The Authsignal Client API can be used to perform challenges using different authentication methods and verify users.
This API is designed to be used if you're not using Authsignal's [pre-built UI](./../../implementation-options/prebuilt-ui/overview) and are building your own web or native app UI.
## Endpoint selection
Select the API endpoint which correlates with your tenant's region selection.
```bash US (Oregon) theme={null}
https://api.authsignal.com/v1/client
```
```bash EU (Ireland) theme={null}
https://eu.api.authsignal.com/v1/client
```
```bash AU (Sydney) theme={null}
https://au.api.authsignal.com/v1/client
```
```bash CA (Montreal) theme={null}
https://ca.api.authsignal.com/v1/client
```
## Authentication
The Authsignal Client API uses bearer authentication with a short-lived token obtained from the [Server API](/api-reference/server-api/track-action) or via a [Server SDK](/sdks/server).
### 1. Track an action
You should first [track an action](/api-reference/server-api/track-action) that represents what the user is doing (e.g. "signIn") and get a token which is valid for 10 minutes.
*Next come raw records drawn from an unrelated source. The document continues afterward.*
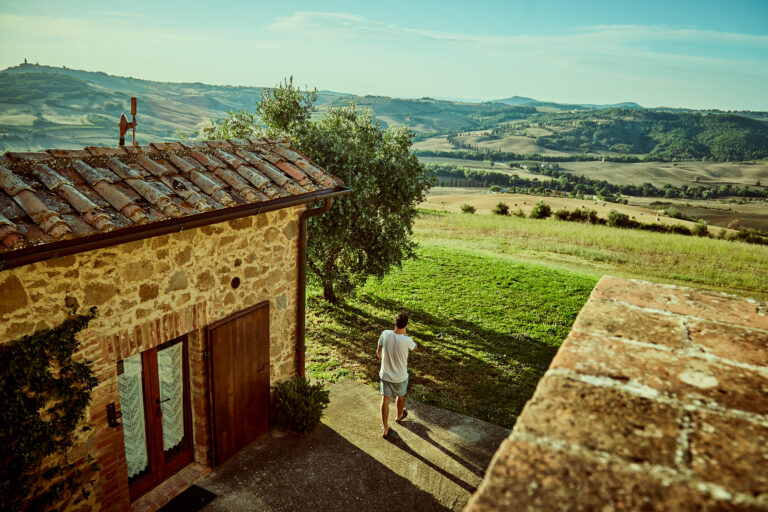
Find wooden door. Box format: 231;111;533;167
208;302;269;465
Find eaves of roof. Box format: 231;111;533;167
0;139;351;270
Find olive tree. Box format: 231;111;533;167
258;79;436;302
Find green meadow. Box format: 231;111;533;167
307;211;768;428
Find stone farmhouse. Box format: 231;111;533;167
0;139;350;510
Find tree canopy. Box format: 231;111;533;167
210;78;436;302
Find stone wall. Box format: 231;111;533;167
0;206;304;510
466;277;768;512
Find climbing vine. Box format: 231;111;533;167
0;307;98;510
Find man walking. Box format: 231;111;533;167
376;311;416;439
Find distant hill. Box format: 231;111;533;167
0;64;536;151
0;64;768;161
494;96;643;110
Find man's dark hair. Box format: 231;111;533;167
395;311;408;329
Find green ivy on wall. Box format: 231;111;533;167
0;307;98;510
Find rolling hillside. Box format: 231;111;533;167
0;64;768;162
0;64;536;151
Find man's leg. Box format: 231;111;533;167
396;396;405;421
381;395;390;434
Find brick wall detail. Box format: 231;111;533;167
466;277;768;512
0;206;304;510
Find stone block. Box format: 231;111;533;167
550;332;768;414
83;282;118;308
165;270;189;293
136;283;160;304
120;258;155;283
573;299;684;348
515;375;681;467
0;273;29;317
689;411;768;496
464;436;754;512
229;216;253;231
686;320;768;366
592;277;768;329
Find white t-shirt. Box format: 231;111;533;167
379;330;416;383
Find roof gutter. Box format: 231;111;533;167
296;196;334;377
0;186;352;272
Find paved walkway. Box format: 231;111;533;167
198;381;509;512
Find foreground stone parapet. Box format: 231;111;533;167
466;277;768;512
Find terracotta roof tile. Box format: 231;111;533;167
5;151;54;162
150;142;184;151
48;149;91;158
213;148;245;169
190;151;226;170
205;140;232;148
107;157;141;180
85;146;126;156
136;155;175;178
0;139;341;260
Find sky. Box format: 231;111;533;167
0;0;768;110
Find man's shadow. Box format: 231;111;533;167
386;428;482;493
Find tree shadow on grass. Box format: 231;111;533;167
387;429;482;493
308;294;557;428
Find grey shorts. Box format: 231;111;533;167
379;378;408;396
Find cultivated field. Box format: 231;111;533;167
459;134;572;156
413;128;571;156
307;208;768;427
419;187;727;228
630;197;768;232
560;161;768;187
414;212;768;300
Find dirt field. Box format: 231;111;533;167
419;187;730;231
630;197;768;231
560;161;768;187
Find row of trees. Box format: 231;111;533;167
425;164;768;202
531;109;768;162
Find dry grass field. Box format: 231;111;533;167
560;161;768;187
419;187;730;231
414;211;768;300
630;197;768;232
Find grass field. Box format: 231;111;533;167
419;187;736;232
560;161;768;187
630;197;768;232
307;243;596;428
307;207;768;427
415;208;768;300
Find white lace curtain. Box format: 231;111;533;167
117;354;149;478
117;343;184;478
157;343;184;451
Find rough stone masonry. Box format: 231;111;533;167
0;206;305;510
466;277;768;512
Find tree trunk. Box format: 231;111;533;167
323;281;336;303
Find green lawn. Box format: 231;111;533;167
414;211;768;300
307;243;597;428
307;208;768;428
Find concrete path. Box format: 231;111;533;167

```ts Node.js theme={null}
const request = {
userId: "dc58c6dc-a1fd-4a4f-8e2f-846636dd4833",
action: "signIn",
};
const response = await authsignal.track(request);
const token = response.token;
```
```csharp C# theme={null}
var request = new TrackRequest(
UserId: "dc58c6dc-a1fd-4a4f-8e2f-846636dd4833",
Action: "signIn"
);
var response = await authsignal.Track(request);
var token = response.Token;
```
```java Java theme={null}
TrackRequest request = new TrackRequest();
request.userId = "dc58c6dc-a1fd-4a4f-8e2f-846636dd4833";
request.action = "signIn";
TrackResponse response = authsignal.track(request).get();
String token = response.token;
```
```ruby Ruby theme={null}
response = Authsignal.track({
user_id: "dc58c6dc-a1fd-4a4f-8e2f-846636dd4833",
action: "signIn",
})
token = response[:token]
```
```python Python theme={null}
response = authsignal.track(
user_id="dc58c6dc-a1fd-4a4f-8e2f-846636dd4833",
action="signIn",
)
token = response["token"]
```
```php PHP theme={null}
$response = Authsignal::track([
'userId' => "dc58c6dc-a1fd-4a4f-8e2f-846636dd4833",
'action' => "signIn",
]);
$token = $response["token"];
```
```go Go theme={null}
response, err := client.Track(
TrackRequest{
UserId: "dc58c6dc-a1fd-4a4f-8e2f-846636dd4833",
Action: "signIn",
},
)
token := response.Token
```
When tracking an action to enroll an authenticator, the scope `add:authenticators` must be
explicitly specified if the user is already enrolled with at least one authentication method.
Learn more about scopes for [authenticator binding](/advanced-usage/authenticator-binding).
### 2. Use bearer auth
This token can then be used to authenticate to the Client API using bearer auth.
```bash US (Oregon) theme={null}
curl https://api.authsignal.com/v1/client/user-authenticators \
-H "Accept: application/json" \
-H "Authorization: Bearer TOKEN_RETURNED_FROM_SERVER_API"
```
```bash EU (Ireland) theme={null}
curl https://eu.api.authsignal.com/v1/client/user-authenticators \
-H "Accept: application/json" \
-H "Authorization: Bearer TOKEN_RETURNED_FROM_SERVER_API"
```
```bash AU (Sydney) theme={null}
curl https://au.api.authsignal.com/v1/client/user-authenticators \
-H "Accept: application/json" \
-H "Authorization: Bearer TOKEN_RETURNED_FROM_SERVER_API"
```
```bash CA (Montreal) theme={null}
curl https://ca.api.authsignal.com/v1/client/user-authenticators \
-H "Accept: application/json" \
-H "Authorization: Bearer TOKEN_RETURNED_FROM_SERVER_API"
```
The authentication model is designed so you can call the Authsignal Client API directly from your web browser or mobile app (though you can also communicate via your backend where convenient).